The pope's "situation this morning seems stable," the Vatican said Wednesday in an update, "though within a complex framework," they stressed, and that he "did not run a fever, and remained alert."
"We bow our heads in order to receive the ashes," Francis wrote in part to commemorate the religious day, "as if to look at ourselves, to look within ourselves. Indeed, the ashes help to remind us that our lives are fragile and insignificant: we are dust, from dust we were created, and to dust we shall return," he continued.
Christian leaders going as far back as 2011 began to notice a visible uptick in their parishioners giving up Facebook and social media for Lent as a sign of their faith.
In Los Angeles, Archbishop Jose H. Gomez held a bilingual mass at the Cathedral of Our Lady of the Angels.
"Lent gives us a new opportunity to be more serious about our personal conversion to Christ, more serious about becoming the people that God wants us to be," said Gomez.
In 2009 during an Ash Wednesday sermon in Rome, then-Pope Benedict XVI said "It should be an "encouragement to conversion and sincere love for our brothers, especially those who are most poor and in need," he stated.
But fragility, the current pope continued Wednesday, is not just an individual experience.

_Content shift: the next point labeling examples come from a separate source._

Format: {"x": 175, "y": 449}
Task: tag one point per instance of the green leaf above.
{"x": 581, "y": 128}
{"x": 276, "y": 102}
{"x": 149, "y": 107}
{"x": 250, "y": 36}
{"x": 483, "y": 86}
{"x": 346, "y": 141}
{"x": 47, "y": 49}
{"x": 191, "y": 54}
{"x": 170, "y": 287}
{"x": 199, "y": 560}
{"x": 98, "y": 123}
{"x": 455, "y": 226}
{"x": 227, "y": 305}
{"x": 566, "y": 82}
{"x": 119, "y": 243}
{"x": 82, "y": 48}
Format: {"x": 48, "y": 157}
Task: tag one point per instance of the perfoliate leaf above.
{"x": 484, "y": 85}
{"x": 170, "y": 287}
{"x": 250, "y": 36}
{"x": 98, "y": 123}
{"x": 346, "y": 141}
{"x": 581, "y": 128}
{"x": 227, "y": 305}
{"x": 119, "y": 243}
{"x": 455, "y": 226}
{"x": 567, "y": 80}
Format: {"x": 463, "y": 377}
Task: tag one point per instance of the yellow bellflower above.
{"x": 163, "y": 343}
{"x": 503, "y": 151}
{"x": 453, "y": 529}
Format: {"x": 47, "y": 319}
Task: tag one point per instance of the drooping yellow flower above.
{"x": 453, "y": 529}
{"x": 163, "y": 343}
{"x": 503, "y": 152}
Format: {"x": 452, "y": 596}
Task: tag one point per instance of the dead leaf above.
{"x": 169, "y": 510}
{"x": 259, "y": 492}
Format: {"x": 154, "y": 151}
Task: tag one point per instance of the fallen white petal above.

"We also experience it when, in the social and political realities of our time, we find ourselves exposed to the 'fine dust' that pollutes our world," said Francis, including through the abuse of power, "ideologies based on identity that advocate exclusion," which he said is war, violence and exploitation of the earth's resources.
Meanwhile, next week Cardinal Robert McElroy, the bishop of San Diego since 2015, is set to be the next archbishop of Washington to replace the retiring Cardinal Wilton Gregory.
McElroy lead Ash Wednesday services at Cathedral of St. Matthew the Apostle in the nation's capital.